Runtime: macOS: Cannot add to X509Store [regression from 3.1]

Created on 19 Jul 2020  路  45Comments  路  Source: dotnet/runtime

I cannot seem to write to an X509Store in macOS. Code to reproduce:

using System.Security.Cryptography.X509Certificates;

namespace scratch {
    class Program {
        static void Main(string[] args) {
            using X509Certificate2 cert = new X509Certificate2("cert.pfx", "test", X509KeyStorageFlags.Exportable);
            using X509Store store = new X509Store(StoreName.My, StoreLocation.CurrentUser);
            store.Open(OpenFlags.ReadWrite);
            store.Add(cert);
        }
    }
}

This seems to always fail on store.Add(cert). Exception:

Unhandled exception.

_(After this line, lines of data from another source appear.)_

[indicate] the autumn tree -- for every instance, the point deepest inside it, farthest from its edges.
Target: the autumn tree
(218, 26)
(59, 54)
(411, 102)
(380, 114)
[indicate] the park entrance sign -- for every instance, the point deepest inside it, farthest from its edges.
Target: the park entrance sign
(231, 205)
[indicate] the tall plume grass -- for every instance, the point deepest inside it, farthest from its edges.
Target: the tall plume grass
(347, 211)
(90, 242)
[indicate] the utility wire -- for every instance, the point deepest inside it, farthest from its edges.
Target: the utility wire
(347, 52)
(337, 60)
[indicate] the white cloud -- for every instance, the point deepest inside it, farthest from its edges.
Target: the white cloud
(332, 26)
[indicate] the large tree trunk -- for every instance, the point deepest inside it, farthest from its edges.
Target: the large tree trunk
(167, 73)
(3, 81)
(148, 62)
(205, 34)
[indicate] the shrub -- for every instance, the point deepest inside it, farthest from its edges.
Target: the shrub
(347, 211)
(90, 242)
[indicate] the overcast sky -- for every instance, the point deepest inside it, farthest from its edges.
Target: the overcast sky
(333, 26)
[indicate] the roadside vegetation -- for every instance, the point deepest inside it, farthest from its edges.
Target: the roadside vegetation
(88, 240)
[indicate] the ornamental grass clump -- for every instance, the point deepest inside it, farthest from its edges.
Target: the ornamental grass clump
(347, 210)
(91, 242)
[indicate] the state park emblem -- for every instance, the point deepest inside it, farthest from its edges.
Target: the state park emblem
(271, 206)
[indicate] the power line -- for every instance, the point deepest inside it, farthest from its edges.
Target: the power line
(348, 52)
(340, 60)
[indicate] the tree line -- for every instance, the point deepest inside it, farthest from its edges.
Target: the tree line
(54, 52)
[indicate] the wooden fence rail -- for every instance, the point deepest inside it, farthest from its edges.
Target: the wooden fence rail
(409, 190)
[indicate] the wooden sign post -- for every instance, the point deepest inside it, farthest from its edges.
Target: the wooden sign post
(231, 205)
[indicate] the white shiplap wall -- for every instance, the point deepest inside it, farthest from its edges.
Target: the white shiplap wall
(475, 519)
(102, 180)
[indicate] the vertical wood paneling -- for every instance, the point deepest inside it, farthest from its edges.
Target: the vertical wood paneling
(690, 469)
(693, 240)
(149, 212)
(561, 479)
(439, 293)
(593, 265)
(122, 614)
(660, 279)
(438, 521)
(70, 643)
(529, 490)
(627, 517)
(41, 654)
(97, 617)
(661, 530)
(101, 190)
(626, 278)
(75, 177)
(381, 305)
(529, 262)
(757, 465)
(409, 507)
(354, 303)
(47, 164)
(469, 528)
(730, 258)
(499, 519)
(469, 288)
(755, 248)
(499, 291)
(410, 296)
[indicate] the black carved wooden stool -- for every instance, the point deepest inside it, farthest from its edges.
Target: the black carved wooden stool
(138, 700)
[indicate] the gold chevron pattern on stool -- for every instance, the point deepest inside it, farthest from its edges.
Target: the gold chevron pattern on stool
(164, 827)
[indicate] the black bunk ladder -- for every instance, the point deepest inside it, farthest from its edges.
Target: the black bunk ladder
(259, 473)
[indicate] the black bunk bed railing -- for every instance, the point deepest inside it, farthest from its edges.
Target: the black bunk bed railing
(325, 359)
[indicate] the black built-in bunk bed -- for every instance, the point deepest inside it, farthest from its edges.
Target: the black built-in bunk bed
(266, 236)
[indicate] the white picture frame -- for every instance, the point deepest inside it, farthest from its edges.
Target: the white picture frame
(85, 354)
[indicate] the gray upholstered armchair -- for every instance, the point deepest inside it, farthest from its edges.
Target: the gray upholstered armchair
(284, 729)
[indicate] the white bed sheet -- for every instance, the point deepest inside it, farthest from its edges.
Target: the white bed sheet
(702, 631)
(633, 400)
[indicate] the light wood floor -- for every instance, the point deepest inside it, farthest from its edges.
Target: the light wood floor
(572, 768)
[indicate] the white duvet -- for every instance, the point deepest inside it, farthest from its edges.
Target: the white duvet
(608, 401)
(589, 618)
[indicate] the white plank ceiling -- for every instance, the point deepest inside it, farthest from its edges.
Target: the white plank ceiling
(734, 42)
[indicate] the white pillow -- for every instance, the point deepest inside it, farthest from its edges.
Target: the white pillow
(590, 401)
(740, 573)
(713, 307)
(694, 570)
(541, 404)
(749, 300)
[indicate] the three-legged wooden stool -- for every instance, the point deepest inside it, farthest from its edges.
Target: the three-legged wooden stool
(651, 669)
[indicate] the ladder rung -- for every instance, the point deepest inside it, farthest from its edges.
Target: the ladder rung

Interop+AppleCrypto+AppleCommonCryptoCryptographicException: UNIX[Undefined error: 0]
   at Interop.AppleCrypto.X509StoreAddCertificate(SafeKeychainItemHandle certOrIdentity, SafeKeychainHandle keychain)
   at Internal.Cryptography.Pal.StorePal.AppleKeychainStore.Add(ICertificatePal cert)
   at System.Security.Cryptography.X509Certificates.X509Store.Add(X509Certificate2 certificate)
   at scratch.Program.Main(String[] args) in /Users/kjones/Projects/scratch/Program.cs:line 9

The unit tests for this appear to be in X509StoreMutableTests_OSX. When I attempt to run them, all of them are skipped because the "can I write to the store?" conditional fails:

Writing precondition failed with kPOSIXErrorBase, skipping tests.

This is not an SSH session, or a VM, or anything out of the ordinary, it's a login zsh shell.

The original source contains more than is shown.